Die gesamte Generation unserer (Ur-)Großväter sollen NS-Täter gewesen sein und damit schuld am Holocaust. Daraus ergebe sich heute eine besondere historische Verantwortung gegenüber dem Land der Überlebenden – Israel. Diese Geschichtslüge der Herrschenden verbirgt den Klassencharakter des Faschismus, entehrt den Widerstand der Arbeiterklasse und deckt die Verbrechen und die Profite der Kapitalistenklasse, damals und heute. Von Tobias Reinhard.
Jeder Geschichtsmythos will früh eingeübt sein. Schulbücher versuchen, im Umgang mit dem Nationalsozialismus (NS) zwei Sachen zu behaupten:
- Widerstand gegen den NS sei eine Angelegenheit von ein paar wenigen mutigen Menschen gewesen. Damit wird indirekt behauptet, dass die sogenannte NS-Volksgemeinschaft funktioniert habe.

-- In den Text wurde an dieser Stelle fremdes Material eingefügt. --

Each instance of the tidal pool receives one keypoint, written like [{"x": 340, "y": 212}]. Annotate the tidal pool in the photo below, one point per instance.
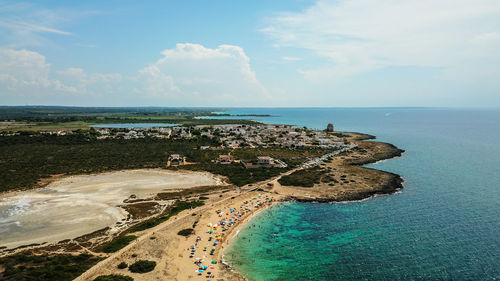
[{"x": 78, "y": 205}]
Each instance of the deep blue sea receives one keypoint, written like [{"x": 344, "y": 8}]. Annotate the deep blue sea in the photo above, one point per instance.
[{"x": 444, "y": 224}]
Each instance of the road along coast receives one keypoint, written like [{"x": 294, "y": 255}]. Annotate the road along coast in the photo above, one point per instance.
[{"x": 206, "y": 231}]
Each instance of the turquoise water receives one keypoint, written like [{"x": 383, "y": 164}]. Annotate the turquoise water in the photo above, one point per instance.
[
  {"x": 134, "y": 125},
  {"x": 444, "y": 225}
]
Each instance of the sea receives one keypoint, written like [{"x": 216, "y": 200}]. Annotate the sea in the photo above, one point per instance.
[{"x": 444, "y": 224}]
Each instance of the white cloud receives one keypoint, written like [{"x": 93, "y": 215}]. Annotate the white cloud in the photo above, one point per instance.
[
  {"x": 27, "y": 74},
  {"x": 291, "y": 58},
  {"x": 20, "y": 25},
  {"x": 362, "y": 35},
  {"x": 193, "y": 73}
]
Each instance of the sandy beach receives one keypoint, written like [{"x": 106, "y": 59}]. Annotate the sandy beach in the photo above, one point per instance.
[{"x": 199, "y": 256}]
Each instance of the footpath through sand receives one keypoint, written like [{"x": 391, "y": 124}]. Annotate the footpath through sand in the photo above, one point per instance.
[{"x": 199, "y": 256}]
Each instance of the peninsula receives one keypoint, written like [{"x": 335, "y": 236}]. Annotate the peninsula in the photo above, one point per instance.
[{"x": 175, "y": 196}]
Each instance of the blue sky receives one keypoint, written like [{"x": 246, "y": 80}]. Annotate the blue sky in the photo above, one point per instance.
[{"x": 250, "y": 53}]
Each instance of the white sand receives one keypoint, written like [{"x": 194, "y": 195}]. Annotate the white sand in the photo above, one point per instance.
[{"x": 78, "y": 205}]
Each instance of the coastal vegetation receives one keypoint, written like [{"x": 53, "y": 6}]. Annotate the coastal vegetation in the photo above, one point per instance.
[
  {"x": 43, "y": 118},
  {"x": 114, "y": 277},
  {"x": 178, "y": 207},
  {"x": 118, "y": 243},
  {"x": 142, "y": 266},
  {"x": 24, "y": 266},
  {"x": 305, "y": 178}
]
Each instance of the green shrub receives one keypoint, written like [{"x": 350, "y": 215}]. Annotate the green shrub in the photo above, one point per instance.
[
  {"x": 114, "y": 277},
  {"x": 118, "y": 243},
  {"x": 185, "y": 232},
  {"x": 305, "y": 178},
  {"x": 178, "y": 207},
  {"x": 142, "y": 266},
  {"x": 24, "y": 266}
]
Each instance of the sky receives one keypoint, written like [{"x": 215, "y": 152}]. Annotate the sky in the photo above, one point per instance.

- Die nationalsozialistische Bewegung habe klassenübergreifend die Massen unter dem Banner des Antisemitismus geeint.
Beides ist falsch!
Die soziale Zusammensetzung der NS-Bewegung war überwiegend kleinbürgerlich. Die Machtübernahme Hitlers im Jahr 1933 erfolgte auf demokratischem Wege, unter Zustimmung der Kapitalisten und des Staatsapparates. Das gemeinsame Ziel dieser Interessenskoalition war die Zerschlagung der Arbeiterbewegung, „normale Verhältnisse“ einkehren zu lassen, ohne Streiks und mächtige Arbeiterorganisationen. Doch die Arbeiterbewegung stellte sich den faschistischen Banden entgegen, auch als diese an der Staatsmacht waren. Die Erfindung und Propaganda der „Volksgemeinschaft“ war eine brutale Kampfansage an alle inneren Feinde Hitlers. Wer sich ihr nicht unterordnen ließ, galt als Volksverräter und fand sich alsbald in den Folterkellern der Gestapo wieder.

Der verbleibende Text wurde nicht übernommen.